John Howard described many of the participants ostensibly looking after Aboriginal welfare as ‘the Aboriginal Industry’. Our editor, having visited ATSIC HQ in Canberra a few years ago, and from general observation, it seems that certain people in the ‘Aboriginal Industry’ are relatively well-off compared with vast sections of the Aboriginal population, drifting inexorably into squalor and hamstrung by significant lack of opportunity.

BARNABY JOYCE

….. is a seemingly clear-thinking and articulate spokesperson for rural Australia and, on many occasions, sounds eerily similar to Senator Peter Walsh, Finance Minister in the Hawke Government from 1984 to 1990. Prior to that Mr Walsh was Minister for Resources and Energy from 1983 to 1984. He was, and probably still is, a wheat and sheep farmer in Western Australia. Anyone who has spent time in rural Australia knows about the level of wise counsel and common sense utterances that come from this source. Labelling people ‘mavericks’ or ‘smart arses’ who disagree with the populist and alternative view is just nonsense and a denial of democratic rights. In our opinion, Senator Walsh is one of the unsung heroes of Australia’s current prosperity and global position. If Messrs Rudd and Turnbull are unsympathetic to regional concerns, then taxpayers should be concerned.

WHEN

….. are we going to see a full-page ad or government editorial that sets out the cost of the technology and the infrastructure that will reduce carbon emissions? At Ecinya we feel substantially uninformed, yet we sense that our taxes and operating costs will rise and emissions will not fall proportionately. Mr Rudd, giving a press conference on climate change and other matters as he leaves church, seems to imply that his god has ordained his view or at least confirmed the substance and tempo of his approach to economic, social, and global challenges.

IF CARBON EMISSIONS ARE SO DANGEROUS WHY NOT

….. seek a consensus with competing and supportive views represented in equal measure? Ross Garnaut is reported in today’s AFR (13 October, pg 5) as follows: "Meanwhile, Ross Garnaut, author of the federal government’s climate change review, said the rancorous political debate on an ETS was one of Australia’s worst cases of policy-making on a major issue. "It is a very difficult issue, so I suppose it was never going to be easy. But the way it has broken down is extraordinary."

We disagree with Mr Garnaut in that we find it totally unnecessary to have an ETS. Through the tax system at the corporate level and education at the household level, some electric cars, the acceleration of some alternative fuels such as ethanol, gas, solar and wind, we believe that solutions exist. We understand from recent readings that new and cheaper and more effective forms of nuclear are about 5 years away.

The bottom line is that our major polluters are in essential industries. Additionally, talking about the debate in per-capita terms distorts an absolute problem.

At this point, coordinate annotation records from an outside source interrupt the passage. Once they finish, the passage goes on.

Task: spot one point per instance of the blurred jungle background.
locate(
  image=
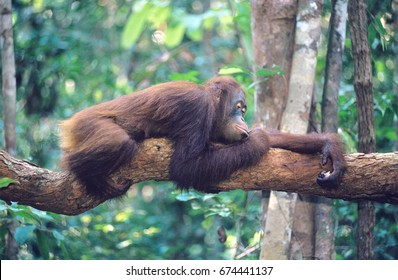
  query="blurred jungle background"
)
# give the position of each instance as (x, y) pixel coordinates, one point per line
(73, 54)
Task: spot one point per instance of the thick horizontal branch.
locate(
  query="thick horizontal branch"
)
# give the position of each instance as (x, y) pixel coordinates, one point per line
(370, 177)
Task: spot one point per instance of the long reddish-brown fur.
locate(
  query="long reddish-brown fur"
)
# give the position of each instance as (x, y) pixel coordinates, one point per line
(100, 139)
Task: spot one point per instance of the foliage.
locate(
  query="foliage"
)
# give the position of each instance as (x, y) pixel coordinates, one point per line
(72, 54)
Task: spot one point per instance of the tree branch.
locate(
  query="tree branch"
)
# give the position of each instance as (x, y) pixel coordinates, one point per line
(370, 176)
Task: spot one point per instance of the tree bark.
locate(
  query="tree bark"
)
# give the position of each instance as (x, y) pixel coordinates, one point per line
(324, 235)
(369, 176)
(273, 25)
(8, 76)
(9, 89)
(363, 85)
(295, 119)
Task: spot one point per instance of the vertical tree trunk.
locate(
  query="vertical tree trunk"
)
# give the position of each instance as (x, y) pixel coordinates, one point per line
(278, 227)
(301, 89)
(9, 103)
(273, 40)
(394, 7)
(324, 235)
(363, 85)
(8, 77)
(273, 25)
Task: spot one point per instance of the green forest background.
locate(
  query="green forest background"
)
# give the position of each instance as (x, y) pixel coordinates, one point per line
(73, 54)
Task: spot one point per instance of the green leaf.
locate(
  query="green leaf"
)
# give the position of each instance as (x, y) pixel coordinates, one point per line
(186, 196)
(5, 182)
(22, 233)
(231, 70)
(174, 35)
(42, 241)
(134, 27)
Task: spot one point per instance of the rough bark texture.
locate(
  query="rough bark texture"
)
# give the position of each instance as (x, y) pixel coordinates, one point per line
(363, 85)
(273, 25)
(324, 235)
(369, 176)
(334, 65)
(295, 119)
(9, 104)
(8, 77)
(394, 5)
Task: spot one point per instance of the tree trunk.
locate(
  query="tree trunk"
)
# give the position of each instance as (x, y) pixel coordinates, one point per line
(273, 24)
(324, 235)
(369, 176)
(9, 104)
(301, 85)
(273, 40)
(394, 5)
(363, 85)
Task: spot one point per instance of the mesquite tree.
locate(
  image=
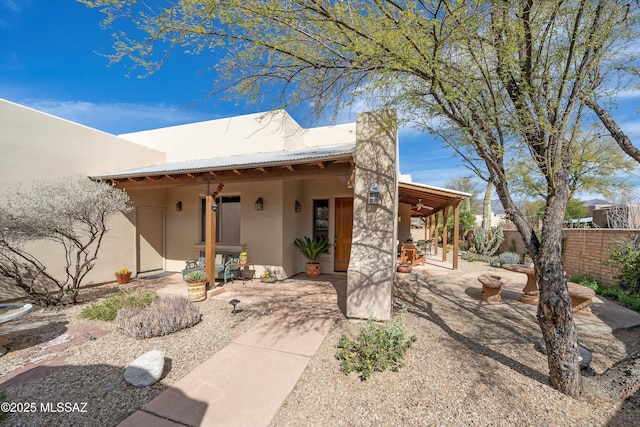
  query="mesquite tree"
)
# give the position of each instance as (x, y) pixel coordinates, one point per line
(72, 213)
(504, 77)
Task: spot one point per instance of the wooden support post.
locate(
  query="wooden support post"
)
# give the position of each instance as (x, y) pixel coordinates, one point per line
(210, 236)
(435, 235)
(456, 234)
(444, 233)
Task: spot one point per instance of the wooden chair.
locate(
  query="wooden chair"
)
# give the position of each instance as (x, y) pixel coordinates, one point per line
(409, 255)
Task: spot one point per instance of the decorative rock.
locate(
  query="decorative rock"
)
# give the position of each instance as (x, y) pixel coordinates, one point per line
(146, 369)
(584, 359)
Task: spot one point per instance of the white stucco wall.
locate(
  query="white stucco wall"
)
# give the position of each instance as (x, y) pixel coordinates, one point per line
(37, 146)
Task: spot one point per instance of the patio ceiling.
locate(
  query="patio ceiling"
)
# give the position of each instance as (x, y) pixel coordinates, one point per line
(313, 162)
(430, 200)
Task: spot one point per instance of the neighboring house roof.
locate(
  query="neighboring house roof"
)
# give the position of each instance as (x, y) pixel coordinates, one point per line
(244, 161)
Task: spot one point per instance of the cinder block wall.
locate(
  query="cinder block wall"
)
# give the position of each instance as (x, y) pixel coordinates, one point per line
(586, 250)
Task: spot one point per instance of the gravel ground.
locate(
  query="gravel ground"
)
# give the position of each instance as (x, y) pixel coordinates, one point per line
(465, 369)
(92, 371)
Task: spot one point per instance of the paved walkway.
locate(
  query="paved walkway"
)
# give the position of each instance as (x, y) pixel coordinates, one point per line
(246, 382)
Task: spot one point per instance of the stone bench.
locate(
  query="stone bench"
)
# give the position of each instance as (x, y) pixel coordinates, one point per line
(491, 286)
(581, 298)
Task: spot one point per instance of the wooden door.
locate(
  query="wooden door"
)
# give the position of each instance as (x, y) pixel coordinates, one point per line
(344, 228)
(150, 238)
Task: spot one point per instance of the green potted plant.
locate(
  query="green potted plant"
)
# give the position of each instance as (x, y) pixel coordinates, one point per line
(123, 276)
(197, 285)
(312, 249)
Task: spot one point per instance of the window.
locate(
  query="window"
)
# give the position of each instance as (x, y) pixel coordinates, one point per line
(227, 219)
(321, 218)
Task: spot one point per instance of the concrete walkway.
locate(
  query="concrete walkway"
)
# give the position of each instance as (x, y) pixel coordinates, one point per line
(246, 382)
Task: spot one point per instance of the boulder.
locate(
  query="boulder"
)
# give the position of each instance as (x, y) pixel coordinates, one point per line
(146, 369)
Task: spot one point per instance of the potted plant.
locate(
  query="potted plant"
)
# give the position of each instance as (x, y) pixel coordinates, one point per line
(268, 277)
(123, 275)
(197, 285)
(312, 249)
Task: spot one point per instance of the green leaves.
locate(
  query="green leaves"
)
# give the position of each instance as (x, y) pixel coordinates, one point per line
(378, 347)
(312, 248)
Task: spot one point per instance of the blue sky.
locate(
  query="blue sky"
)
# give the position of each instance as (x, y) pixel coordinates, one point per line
(50, 61)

On a per-capita basis our numbers look universally good or bad depending on the statistical point you wish to make. We have a lightly populated country (if you ignore water resource problems) with vast resources and per-capita stats always look meaningful.

HAS THE RECESSION BEEN FORGOTTEN?

A few weeks ago, a few months ago, the world was in a global recession, the worst since WWll. Governments have de-leveraged the private sector by running up huge amounts of public debt and providing stimulus packages from coast to coast, village to village. Somehow at some time, the taxpayer will have to pay extra taxes and suffer higher interest rates and perhaps just then the cost of carbon will hit with a ferocity of which we are totally unaware.

WE DON’T LIKE TO BE CRASS

but Mr Turnbull is an ex-Goldman Sach’s man. We hope that his information and insights are not being derived from this self-interested and self-indulgent source. We hope that local election coffers on both sides are not being filled by climate change industry participants.